Which brings me to another high-tech point: allowing the S90 to drive itself. At speeds of up to 130km/h, the car can be programmed to take over driver chores simply by engaging semi-autonomous mode.
I didn’t try it when negotiating the Franschhoek Pass, but I’m assured that, provided the road is well marked and that I keep at least one hand on the steering wheel, the vehicle’s new-generation Pilot Assist system – which has been available locally since last year in a sister model, the XC90 – will safely take control of steering, brakes and throttle inputs.
Designed primarily to allow drivers to relax on the daily commute – especially if stuck in a traffic jam – the system uses radar and a host of other sensors to get the car to its destination, stopping, starting and following the road without input from the driver.
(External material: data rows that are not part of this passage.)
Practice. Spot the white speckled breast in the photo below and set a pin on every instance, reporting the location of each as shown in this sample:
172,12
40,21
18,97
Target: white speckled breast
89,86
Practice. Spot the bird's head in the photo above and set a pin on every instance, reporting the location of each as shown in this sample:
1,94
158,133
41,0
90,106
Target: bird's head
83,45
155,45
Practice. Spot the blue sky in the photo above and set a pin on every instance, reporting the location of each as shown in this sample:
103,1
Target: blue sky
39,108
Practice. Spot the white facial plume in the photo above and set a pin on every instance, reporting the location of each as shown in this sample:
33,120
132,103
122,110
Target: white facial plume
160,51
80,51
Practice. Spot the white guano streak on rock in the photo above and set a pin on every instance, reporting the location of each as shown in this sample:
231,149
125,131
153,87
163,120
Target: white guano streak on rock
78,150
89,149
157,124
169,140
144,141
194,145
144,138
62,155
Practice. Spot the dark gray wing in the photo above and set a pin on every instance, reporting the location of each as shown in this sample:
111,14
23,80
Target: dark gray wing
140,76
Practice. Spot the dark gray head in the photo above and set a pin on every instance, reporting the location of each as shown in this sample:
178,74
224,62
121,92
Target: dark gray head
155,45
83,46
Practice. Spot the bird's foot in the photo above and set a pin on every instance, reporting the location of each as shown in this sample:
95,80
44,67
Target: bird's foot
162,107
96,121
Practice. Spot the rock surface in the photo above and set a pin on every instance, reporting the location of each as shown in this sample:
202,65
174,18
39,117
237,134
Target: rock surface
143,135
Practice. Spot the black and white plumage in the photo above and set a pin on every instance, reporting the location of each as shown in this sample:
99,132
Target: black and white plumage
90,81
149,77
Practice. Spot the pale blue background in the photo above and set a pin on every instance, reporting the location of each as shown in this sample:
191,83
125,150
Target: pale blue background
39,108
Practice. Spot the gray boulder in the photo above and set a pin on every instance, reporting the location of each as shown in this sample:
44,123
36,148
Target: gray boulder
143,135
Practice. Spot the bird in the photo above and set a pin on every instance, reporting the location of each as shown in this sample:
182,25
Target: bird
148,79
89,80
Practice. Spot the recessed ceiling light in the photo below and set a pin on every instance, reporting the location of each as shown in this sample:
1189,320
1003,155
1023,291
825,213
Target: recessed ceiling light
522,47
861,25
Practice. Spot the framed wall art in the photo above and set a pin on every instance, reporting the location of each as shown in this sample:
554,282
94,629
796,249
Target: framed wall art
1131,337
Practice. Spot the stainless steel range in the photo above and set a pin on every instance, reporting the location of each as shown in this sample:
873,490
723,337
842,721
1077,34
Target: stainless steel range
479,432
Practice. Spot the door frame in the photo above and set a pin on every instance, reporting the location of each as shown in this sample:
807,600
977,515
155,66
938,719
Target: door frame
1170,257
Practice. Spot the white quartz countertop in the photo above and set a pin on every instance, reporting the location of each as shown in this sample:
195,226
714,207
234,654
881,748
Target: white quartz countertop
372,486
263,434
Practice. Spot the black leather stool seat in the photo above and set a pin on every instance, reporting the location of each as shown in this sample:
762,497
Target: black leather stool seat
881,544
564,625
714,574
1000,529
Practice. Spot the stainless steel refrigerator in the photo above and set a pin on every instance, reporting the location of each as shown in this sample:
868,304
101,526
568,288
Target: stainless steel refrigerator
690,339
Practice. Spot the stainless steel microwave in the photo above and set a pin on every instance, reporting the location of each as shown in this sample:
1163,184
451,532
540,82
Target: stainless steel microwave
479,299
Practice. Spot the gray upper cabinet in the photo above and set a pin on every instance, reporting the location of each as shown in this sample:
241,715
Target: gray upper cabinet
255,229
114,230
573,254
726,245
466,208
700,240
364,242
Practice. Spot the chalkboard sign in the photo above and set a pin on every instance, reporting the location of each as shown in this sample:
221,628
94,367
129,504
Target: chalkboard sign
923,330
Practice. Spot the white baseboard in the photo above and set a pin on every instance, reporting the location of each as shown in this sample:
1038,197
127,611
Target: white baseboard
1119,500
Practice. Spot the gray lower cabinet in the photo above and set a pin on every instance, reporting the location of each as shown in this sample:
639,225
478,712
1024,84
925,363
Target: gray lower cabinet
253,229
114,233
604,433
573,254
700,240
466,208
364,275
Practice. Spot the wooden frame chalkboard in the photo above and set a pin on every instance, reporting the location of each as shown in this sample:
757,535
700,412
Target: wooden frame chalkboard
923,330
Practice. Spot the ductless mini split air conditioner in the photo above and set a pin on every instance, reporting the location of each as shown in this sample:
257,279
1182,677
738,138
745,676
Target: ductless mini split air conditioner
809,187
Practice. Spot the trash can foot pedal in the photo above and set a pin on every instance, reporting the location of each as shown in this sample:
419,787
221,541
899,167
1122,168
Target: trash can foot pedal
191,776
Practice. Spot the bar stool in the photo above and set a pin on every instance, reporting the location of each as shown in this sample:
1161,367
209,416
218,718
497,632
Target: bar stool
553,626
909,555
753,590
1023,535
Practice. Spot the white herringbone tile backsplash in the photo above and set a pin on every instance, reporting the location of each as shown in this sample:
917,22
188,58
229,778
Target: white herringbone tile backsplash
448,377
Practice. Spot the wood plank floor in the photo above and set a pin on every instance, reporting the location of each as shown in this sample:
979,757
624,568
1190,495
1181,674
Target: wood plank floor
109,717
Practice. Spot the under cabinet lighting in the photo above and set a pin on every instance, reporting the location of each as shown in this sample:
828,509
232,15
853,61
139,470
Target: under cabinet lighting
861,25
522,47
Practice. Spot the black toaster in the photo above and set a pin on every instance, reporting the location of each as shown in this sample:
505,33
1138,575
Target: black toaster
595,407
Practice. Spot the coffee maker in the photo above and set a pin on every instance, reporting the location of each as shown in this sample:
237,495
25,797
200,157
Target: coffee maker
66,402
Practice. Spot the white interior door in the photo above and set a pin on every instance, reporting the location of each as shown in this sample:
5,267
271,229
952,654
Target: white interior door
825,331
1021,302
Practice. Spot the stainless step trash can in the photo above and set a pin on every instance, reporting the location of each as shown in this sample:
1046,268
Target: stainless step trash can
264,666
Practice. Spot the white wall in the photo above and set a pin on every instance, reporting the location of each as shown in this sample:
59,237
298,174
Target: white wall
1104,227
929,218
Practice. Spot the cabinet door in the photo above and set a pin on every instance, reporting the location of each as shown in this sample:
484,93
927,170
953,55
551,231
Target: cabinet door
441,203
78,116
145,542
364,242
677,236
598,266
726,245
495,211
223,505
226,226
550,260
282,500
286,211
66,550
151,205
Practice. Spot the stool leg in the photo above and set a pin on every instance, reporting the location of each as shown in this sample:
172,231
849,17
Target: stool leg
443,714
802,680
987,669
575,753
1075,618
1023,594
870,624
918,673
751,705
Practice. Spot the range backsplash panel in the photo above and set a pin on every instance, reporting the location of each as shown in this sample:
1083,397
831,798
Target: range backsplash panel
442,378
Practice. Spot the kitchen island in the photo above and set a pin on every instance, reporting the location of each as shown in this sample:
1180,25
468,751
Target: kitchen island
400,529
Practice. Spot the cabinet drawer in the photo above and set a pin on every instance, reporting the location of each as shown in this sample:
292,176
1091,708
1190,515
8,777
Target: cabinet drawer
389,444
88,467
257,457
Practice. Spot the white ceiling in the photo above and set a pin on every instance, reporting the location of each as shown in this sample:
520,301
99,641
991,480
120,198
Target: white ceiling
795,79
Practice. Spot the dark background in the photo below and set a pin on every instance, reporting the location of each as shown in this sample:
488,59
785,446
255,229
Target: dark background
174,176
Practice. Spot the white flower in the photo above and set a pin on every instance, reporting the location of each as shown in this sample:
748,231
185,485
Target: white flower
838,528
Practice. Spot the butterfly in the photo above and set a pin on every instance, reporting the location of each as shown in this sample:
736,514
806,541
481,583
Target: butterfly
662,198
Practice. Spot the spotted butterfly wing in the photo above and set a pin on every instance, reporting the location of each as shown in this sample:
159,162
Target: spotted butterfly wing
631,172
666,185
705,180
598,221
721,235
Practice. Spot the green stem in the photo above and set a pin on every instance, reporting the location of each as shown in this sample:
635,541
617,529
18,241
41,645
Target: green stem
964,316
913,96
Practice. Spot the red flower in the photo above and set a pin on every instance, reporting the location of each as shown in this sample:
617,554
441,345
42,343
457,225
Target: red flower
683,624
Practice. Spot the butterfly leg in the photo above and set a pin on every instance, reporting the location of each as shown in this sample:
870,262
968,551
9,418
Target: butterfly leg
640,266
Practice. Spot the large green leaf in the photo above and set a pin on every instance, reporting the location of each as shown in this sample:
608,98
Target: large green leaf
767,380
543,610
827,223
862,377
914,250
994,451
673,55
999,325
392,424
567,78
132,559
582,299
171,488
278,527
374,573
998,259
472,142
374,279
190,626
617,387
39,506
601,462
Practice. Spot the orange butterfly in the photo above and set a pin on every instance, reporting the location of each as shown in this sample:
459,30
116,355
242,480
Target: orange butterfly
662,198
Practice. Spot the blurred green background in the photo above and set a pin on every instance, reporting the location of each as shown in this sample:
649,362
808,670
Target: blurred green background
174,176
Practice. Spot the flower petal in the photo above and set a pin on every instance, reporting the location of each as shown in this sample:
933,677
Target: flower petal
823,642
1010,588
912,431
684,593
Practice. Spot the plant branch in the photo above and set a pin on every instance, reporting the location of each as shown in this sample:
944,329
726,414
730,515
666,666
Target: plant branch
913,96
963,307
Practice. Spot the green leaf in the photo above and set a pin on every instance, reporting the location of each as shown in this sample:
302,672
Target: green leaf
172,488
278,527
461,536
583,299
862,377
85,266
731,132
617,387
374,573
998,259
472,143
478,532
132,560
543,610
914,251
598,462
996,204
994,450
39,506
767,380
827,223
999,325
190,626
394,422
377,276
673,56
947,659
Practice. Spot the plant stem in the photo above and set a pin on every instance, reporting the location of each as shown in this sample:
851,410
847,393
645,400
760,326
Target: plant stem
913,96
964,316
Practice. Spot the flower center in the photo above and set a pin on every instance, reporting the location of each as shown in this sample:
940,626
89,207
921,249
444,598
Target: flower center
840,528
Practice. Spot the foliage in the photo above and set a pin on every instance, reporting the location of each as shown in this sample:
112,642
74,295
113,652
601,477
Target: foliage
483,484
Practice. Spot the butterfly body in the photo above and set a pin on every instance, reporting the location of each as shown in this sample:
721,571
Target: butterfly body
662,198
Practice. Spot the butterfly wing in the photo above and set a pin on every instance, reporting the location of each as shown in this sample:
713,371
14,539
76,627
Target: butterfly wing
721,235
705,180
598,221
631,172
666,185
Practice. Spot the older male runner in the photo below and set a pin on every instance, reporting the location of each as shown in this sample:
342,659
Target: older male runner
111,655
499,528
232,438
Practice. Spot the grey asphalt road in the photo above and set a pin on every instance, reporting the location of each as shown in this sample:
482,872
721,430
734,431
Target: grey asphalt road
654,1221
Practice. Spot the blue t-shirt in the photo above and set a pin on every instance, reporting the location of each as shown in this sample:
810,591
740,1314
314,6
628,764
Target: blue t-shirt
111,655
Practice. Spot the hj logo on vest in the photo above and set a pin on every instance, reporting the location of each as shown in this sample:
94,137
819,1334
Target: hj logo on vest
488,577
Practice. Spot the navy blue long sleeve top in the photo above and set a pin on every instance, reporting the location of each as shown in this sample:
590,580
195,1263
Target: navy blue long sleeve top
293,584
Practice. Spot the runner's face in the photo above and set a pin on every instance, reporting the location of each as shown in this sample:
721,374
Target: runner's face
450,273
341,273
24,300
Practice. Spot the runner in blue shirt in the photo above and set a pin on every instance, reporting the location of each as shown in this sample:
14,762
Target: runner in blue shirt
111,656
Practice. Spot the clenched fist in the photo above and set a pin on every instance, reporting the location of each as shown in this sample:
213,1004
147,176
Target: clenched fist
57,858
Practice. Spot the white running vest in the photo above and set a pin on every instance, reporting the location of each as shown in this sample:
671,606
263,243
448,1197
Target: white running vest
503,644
While it’s the type of feature you’d expect to find in a luxury limousine, for my part I’d rather drive the S90 one more time over the Franschhoek Pass – just to see if I can better finesse some of the corners.
PRICES VOLVO S90
D5 Geartronic AWD Momentum R777 700
D5 Geartronic AWD Inscription R821 200
D5 Geartronic AWD R-Design R806 700
T6 Geartronic AWD Momentum R828 400
T6 Geartronic AWD Inscription R871 900
T6 Geartronic AWD R-Design R857 400
All models are sold with a five-year/100 000km full vehicle warranty, full maintenance plan and roadside assistance, as well as Tracker Connect as standard.